Mrs. Newbold's island home never looked more enchanting or enchanted than in this "royal month," and yet it was just at this perfected time that stern fashion decreed she should leave it, and seek for pleasure and relaxation within the narrow limits and confined area of George Newbold's yacht. And Esther, with a courage worthy of a better cause, never dreamed of disputing fashion's mandate, but bore with heroic fortitude the thousand and one restrictions entailed upon her by existence in the Deerhound; for even in that most luxurious schooner her convenience had to suit itself to space.

And so, while the Deerhound lay moored at Newport, and Mrs. Esther entertained and was entertained with almost royal splendour, and the long summer days were given up to feasting and amusement, and the long summer nights to dancing and intrigue, the Folly was deserted, its blinds close drawn, its hospitable doors locked and barred; and the roses came to perfection, and ran riot in their wantonness, showering their petals in such lavish prodigality that the garden paths lay strewn and heaped with the crimson and white of their livery.

Even as in ancient Rome a certain youthful emperor, satiated with every guise of amusement, worn out with pleasure and fulfilled desire, buried the companions of his licentiousness beneath an avalanche of rose-leaves, which, as they fell, became their grave-clothes and their pall.

And have we of to-day no likeness to this pagan Heliogabalus? Do not we bury the best-beloved of our past beneath a cere-cloth, formed of the sweet sentiments of forgetfulness; and, turning from their appealing eyes and sadly accusing faces, enter with fresh zest and renewed enthusiasm upon the untried excitements of the hour? Are we, after two thousand years of Christ's humanity, and the awful lessons of Gethsemane and Golgotha, so much less pagan?

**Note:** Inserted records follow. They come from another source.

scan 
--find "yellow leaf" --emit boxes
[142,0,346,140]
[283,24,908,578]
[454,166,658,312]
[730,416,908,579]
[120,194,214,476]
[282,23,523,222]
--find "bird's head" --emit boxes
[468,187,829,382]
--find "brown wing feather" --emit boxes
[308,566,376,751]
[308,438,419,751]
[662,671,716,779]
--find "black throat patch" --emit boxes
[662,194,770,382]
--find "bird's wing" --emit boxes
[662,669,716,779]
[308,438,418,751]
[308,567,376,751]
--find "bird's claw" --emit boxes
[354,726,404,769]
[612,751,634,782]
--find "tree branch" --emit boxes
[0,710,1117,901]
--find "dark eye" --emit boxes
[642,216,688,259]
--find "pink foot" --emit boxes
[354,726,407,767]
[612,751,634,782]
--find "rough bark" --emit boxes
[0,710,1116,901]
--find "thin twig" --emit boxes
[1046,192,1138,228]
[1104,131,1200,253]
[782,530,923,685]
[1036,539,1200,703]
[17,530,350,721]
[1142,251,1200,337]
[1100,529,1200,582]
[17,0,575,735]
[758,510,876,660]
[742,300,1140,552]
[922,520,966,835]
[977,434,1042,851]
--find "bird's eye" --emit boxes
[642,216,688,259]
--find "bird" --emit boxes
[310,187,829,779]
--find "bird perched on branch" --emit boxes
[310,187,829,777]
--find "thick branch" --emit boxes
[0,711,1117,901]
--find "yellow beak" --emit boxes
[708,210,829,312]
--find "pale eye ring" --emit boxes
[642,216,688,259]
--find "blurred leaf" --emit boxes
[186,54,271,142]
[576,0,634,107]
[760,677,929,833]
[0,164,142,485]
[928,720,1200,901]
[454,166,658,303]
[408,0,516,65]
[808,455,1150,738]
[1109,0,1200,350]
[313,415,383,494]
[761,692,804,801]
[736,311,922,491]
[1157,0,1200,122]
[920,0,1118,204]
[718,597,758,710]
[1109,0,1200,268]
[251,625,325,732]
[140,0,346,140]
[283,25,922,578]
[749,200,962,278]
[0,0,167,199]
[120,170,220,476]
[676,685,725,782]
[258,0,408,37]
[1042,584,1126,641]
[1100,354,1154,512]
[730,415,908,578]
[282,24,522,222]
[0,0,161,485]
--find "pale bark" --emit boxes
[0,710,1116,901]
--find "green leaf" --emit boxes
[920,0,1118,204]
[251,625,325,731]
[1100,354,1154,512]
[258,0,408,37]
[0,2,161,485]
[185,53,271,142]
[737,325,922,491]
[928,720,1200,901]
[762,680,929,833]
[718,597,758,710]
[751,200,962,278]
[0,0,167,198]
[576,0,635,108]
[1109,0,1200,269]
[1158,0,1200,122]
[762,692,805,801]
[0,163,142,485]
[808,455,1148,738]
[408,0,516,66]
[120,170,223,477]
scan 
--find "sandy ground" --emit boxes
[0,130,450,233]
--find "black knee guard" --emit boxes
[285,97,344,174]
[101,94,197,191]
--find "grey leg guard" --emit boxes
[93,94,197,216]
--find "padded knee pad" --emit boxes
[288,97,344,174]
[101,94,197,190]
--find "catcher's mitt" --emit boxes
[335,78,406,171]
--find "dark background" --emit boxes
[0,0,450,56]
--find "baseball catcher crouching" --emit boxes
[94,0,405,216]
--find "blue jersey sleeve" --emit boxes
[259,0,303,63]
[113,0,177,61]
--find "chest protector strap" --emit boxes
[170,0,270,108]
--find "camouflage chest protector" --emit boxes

Mrs. Newbold had taken Dick Darling with her in her flitting; she had come to have a very true affection for that somewhat crude young lady, for Esther possessed so much of the alchemist's power as to recognise pure gold when she found it; and also Miss Darling's outspoken admiration for Patricia Hildreth acted as a salve to her disappointed and fruitless projects.

To Dick herself the prospect of three weeks or a month at Newport on board the most perfectly appointed yacht of the squadron, with unlimited license to enjoy the passing hour to the full, was, in her own phraseology, "just too most awfully nailing!" She danced and she flirted, the latter in her own half-boyish fashion. She smoked everybody's cigarettes save her own. She won the ladies' single-handed lawn tennis tournament, and sported the prize—a jewelled racket and ball brooch—with frank delight in her own prowess. She drove Freddy Slade's tandem up and down Bellevue Avenue all one morning, and sailed Jack Howard's microscopic cutter out to the Narrows and back in the afternoon.

She was, indeed, as happy as the day was long; like Browning's 'Duchess,' "she loved whate'er she looked on, and her looks went everywhere." And then, oh, happy thought, were there not more worlds to conquer in the immediate future? Did not visions of New London, Shelter Island, Mount Desert, and the Isle of Shoales stretch out in endless perspective before her? What girl could dare to be otherwise than sublimely happy so long as the sea laughed, and the sun shone, and there were such beneficent factors in the scheme of life and Providence as horses, and dogs, and boats, to say nothing of men and boys, who were but the playthings of existence?

And through all those long, luxurious summer days, Mr. Tremain remained in town, returning a curt negative to all alluring invitations.

He had not seen Mrs. Newbold again after his momentous interview with Mademoiselle Lamien; indeed, he had left the Folly immediately after it, walking into New Brighton, and proving but a sorry companion to John Mainwaring, during their journey to New York.

To tell the truth, he felt himself to be somewhat of a traitor to Esther, in that he had permitted himself to become a traitor to the memory of Patricia. He could not quite forget or put from him Esther's earnest words, Esther's eyes filled with tears, and Esther's undeviating fidelity to the love of his youth; that love from which he had now deliberately and by his own act cut himself off for ever. He knew that to Esther he could only appear as the most weak and vacillating of men; his own words rang too clearly in his ears to allow him for one moment to doubt what her judgment upon his action would be.